The change in the nginx side is very small. We simply add a backend if LUA couldn't find it. This backend is the haproxy of the new k8s cluster.

[..]
        set $backend '';

        access_by_lua_file /etc/nginx/lua/urlproxy.lua;

        if ($backend = '') {
            # no backend was found in redis, send this to the new k8s cluster
            set $backend 'http://toolsbeta-k8s-master.toolsbeta.wmflabs.org:80';
        }

        proxy_pass $backend;
[..]

I decided to target haproxy instead of a worker node directly for a couple of reasons:

  • the list of backend servers to use by haproxy is maintained in hiera.
  • we need some way to know which worker nodes we have, and to live-prove them. I think haproxy works fine for this.
  • we are using haproxy for the new k8s apiservers anyway. So this is reusing a piece of infra we already have.
  • I considered storing the info about the worker nodes in redis (or in nginx somehow) but I don't think that would very elegant.

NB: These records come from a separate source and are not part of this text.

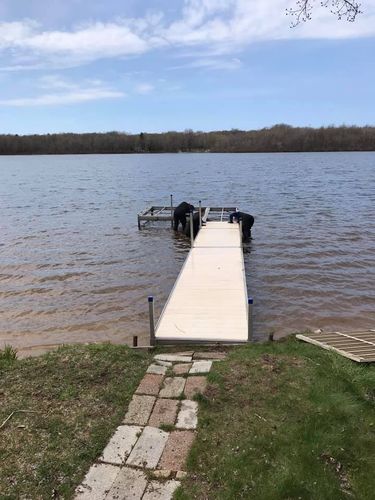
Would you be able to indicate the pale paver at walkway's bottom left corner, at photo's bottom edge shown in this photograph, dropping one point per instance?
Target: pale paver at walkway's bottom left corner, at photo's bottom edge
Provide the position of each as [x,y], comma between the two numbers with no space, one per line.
[97,482]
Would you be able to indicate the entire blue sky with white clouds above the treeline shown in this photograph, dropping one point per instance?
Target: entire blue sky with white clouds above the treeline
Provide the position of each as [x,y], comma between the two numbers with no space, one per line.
[152,66]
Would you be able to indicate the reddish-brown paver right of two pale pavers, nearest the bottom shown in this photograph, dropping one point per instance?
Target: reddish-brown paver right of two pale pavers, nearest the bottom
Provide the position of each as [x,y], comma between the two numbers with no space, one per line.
[176,450]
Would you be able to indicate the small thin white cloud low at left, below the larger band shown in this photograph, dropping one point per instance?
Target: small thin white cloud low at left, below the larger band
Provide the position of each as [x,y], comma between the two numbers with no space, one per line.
[65,92]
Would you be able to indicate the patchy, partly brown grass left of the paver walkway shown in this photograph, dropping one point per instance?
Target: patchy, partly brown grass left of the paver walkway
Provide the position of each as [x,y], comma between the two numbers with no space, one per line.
[72,400]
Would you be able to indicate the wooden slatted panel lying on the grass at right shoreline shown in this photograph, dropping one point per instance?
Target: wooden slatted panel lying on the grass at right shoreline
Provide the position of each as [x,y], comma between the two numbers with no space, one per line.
[358,346]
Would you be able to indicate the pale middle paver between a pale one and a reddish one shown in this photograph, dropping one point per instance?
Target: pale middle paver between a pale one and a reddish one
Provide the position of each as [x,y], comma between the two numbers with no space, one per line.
[147,452]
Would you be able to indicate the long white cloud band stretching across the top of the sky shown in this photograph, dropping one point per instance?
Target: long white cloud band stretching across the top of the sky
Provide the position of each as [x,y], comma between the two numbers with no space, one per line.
[219,26]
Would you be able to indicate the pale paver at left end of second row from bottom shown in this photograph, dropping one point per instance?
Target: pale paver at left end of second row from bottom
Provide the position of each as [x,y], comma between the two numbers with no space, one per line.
[120,444]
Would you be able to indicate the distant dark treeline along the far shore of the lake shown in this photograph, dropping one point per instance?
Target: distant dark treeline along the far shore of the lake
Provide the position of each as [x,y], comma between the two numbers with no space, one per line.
[279,138]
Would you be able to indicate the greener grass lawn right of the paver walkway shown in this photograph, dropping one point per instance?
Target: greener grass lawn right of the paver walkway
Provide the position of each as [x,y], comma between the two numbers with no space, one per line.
[285,420]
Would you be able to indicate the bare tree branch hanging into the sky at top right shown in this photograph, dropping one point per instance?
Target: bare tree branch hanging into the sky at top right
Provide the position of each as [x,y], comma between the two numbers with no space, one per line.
[343,9]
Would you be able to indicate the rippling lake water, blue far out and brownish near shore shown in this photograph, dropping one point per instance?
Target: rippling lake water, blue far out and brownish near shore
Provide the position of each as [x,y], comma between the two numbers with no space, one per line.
[74,266]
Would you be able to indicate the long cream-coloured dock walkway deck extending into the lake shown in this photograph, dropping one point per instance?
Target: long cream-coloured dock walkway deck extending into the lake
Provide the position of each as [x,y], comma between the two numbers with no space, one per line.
[208,303]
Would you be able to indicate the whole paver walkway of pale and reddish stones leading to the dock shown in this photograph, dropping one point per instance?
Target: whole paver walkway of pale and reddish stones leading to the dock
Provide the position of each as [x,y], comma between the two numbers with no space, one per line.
[145,458]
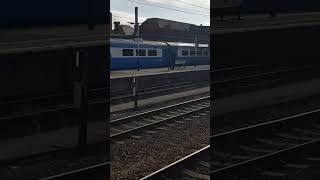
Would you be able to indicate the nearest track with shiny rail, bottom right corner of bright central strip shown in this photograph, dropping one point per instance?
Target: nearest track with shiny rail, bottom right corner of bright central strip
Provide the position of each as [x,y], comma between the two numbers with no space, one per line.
[193,166]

Results, the same nginx handle both domains and URI schemes:

aborrero@tools-test-proxy-01:~$ curl -L localhost:80 -H "Host:hello.toolforge.org" 2>/dev/null ; echo | head
Hello World!
aborrero@tools-test-proxy-01:~$ curl -L localhost:80/openstack-browser -H "Host:tools.wmflabs.org" 2>/dev/null | head
<!DOCTYPE HTML>
<html lang="en">
  <head>
    <meta http-equiv="Content-Type" content="text/html; charset=utf-8">
    <meta http-equiv="Content-Language" content="en-us">
    <meta charset="utf-8">
    <meta http-equiv="X-UA-Compatible" content="IE=edge">
    <meta name="viewport" content="initial-scale=1.0, user-scalable=yes, width=device-width">
    <meta http-equiv="imagetoolbar" content="no">
    <meta name="robots" content="noindex">

Worth noting that all my tests were conducted in a tools-proxy server running Debian Buster (T235059)

TL;DR: this works just fine. I will prepare patches, documentation and a follow-up plan, since this seems to be reaching a reasonable shape.